To our knowledge, this is the first nationwide survey among Chinese anesthesiologists that demonstrate considerablely variabe practices with respect to intraoperative ventilation management in non-cardiothoracic surgical setting. The majority of respondents reported applying low VT, PEEP, and ARM separately, while only about a fifth performed LPV with bundles of low VT, PEEP, and ARM.
The LPV strategies
It has been well established that intraoperative LPV strategies, containing low VT, appropriate PEEP with or without ARMs, could reduce the development of PPCs[12-14]. A retrospective study reported that approximate half of anesthesiologists at U.S. academic medical centers utilized both low VT and PEEP. Our survey showed that only 21.8% routinely applied both low VT and PEEP, although most respondents recognized bundles of “low VT, PEEP, and ARMs” as LPV strategy. This may explained by the knowledge-practice gap among Chinese anesthesiologists. In recent years, some studies have proposed that open-lung ventilation strategy, driving pressure (ΔP) guided ventilation strategy[17, 18], and mechanical power–guided ventilation strategy may have lung protective effects. However, results remain equivocal regarding their ability to prevent PPCs[20-23].
Low VT and PEEP
In our survey, the majority of respondents performed low VT ventilation. The finding was in line with existing literature, which described that the use of low VT had been significantly increased[24, 25]. However, less than half of respondents calculated VT using PBW in accordance with expert recommendation. Two studies found that compared to PBW, calculating VT with ABW would overestimate the target VT and that may expose patients to harmful volutrauma and barotrauma, especially to obese patients[27, 28]. In addition, our survey suggested more than 3/5 respondents set PEEP. While an observational study noted that 80% of patients still were ventilated without PEEP. Reasons for not using PEEP included concerns about potential hemodynamic fluctuations  and PEEP not included in the default settings of ventilators. Besides, we found most participants preferred PEEP level at 0-5 cmH2O, which was consistent with prior studies [32, 33]. However, a network meta-analysis found that moderate-to-high PEEP (≥5 cmH2O) combined with low VT ventilation could reduced the risk of PPCs in surgical patients. By far, there was no consensus on optimal PEEP level, and individualized PEEP according to patients’ lung compliance or ΔP was suggested by several studies [18, 34]. Our findings suggested that most anesthesiologists preferred to set PEEP based on lung compliance.
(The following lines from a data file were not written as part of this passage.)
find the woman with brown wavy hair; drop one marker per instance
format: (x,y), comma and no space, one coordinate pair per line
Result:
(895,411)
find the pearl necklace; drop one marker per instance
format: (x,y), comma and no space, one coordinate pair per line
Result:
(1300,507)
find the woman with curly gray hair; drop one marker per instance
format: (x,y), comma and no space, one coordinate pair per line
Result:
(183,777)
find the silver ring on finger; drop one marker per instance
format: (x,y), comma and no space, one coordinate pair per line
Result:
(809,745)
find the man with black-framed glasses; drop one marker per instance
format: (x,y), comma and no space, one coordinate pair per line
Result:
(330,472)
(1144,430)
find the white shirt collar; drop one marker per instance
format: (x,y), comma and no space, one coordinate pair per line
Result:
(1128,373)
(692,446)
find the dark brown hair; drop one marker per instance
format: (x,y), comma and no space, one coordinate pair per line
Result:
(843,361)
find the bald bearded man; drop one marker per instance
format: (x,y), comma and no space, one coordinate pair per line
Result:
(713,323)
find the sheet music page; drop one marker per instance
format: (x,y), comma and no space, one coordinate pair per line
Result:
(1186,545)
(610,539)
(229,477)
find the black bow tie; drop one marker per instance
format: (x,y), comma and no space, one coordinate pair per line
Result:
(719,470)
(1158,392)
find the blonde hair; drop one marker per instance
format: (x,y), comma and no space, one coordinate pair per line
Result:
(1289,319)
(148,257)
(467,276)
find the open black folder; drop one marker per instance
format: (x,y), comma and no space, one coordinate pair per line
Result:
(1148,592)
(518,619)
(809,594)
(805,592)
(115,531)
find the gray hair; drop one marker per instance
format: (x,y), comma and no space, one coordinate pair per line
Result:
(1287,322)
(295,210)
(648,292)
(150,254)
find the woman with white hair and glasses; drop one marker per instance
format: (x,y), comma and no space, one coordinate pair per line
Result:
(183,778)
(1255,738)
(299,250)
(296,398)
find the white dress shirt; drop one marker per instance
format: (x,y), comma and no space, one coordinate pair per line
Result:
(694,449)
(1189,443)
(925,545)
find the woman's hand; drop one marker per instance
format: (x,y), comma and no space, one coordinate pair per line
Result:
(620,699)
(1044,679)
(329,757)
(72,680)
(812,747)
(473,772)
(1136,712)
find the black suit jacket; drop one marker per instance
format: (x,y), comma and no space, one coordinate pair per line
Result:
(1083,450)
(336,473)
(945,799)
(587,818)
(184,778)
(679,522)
Our survey showed that more than 60% of anesthesiologists performed ARMs during MV. The results differed from a large observational study, in which less than 1/5 patients received intraoperative ARMs . The implementation of ARMs after intubation was suggested to alleviate the deterioration of functional residual capacity following anesthesia. However, it remains inconsistent regarding the role of ARMs after intubation to prevent PPCs. In our study, only a small number of respondents performed ARMs after tracheal intubation. This might be the result of detrimental effects of ARMs on cardiac output which could aggravate the instability of hemodynamics after induction. Our survey showed that respondents preferred to perform manual ARMs, while ventilator-driven ARMs recommended in the expert consensus were rarely utilized.
Other ventilatory settings
Our survey suggested that VCV was most commonly used among respondents, which was consistent with the results of two observational studies[36, 37]. Most anesthesiologists preferred FiO2 at 40%-60%. Until now, the optimal level of FiO2 remains unknow. Two randomized controlled trials comparing the use of high (80%) versus low (30%) FiO2 showed no difference in reducing the incidence of PPCs[38, 39]. Expert consensus recommended FiO2 should be set to ≤ 0.4 with the goal of using the lowest possible FiO2 to achieve normoxia (or SpO2 ≥ 94%) and reduce the occurrence of resorption atelectasis. In our survey, a small number of anesthesiologists applied high FiO2 (>80%) during operation.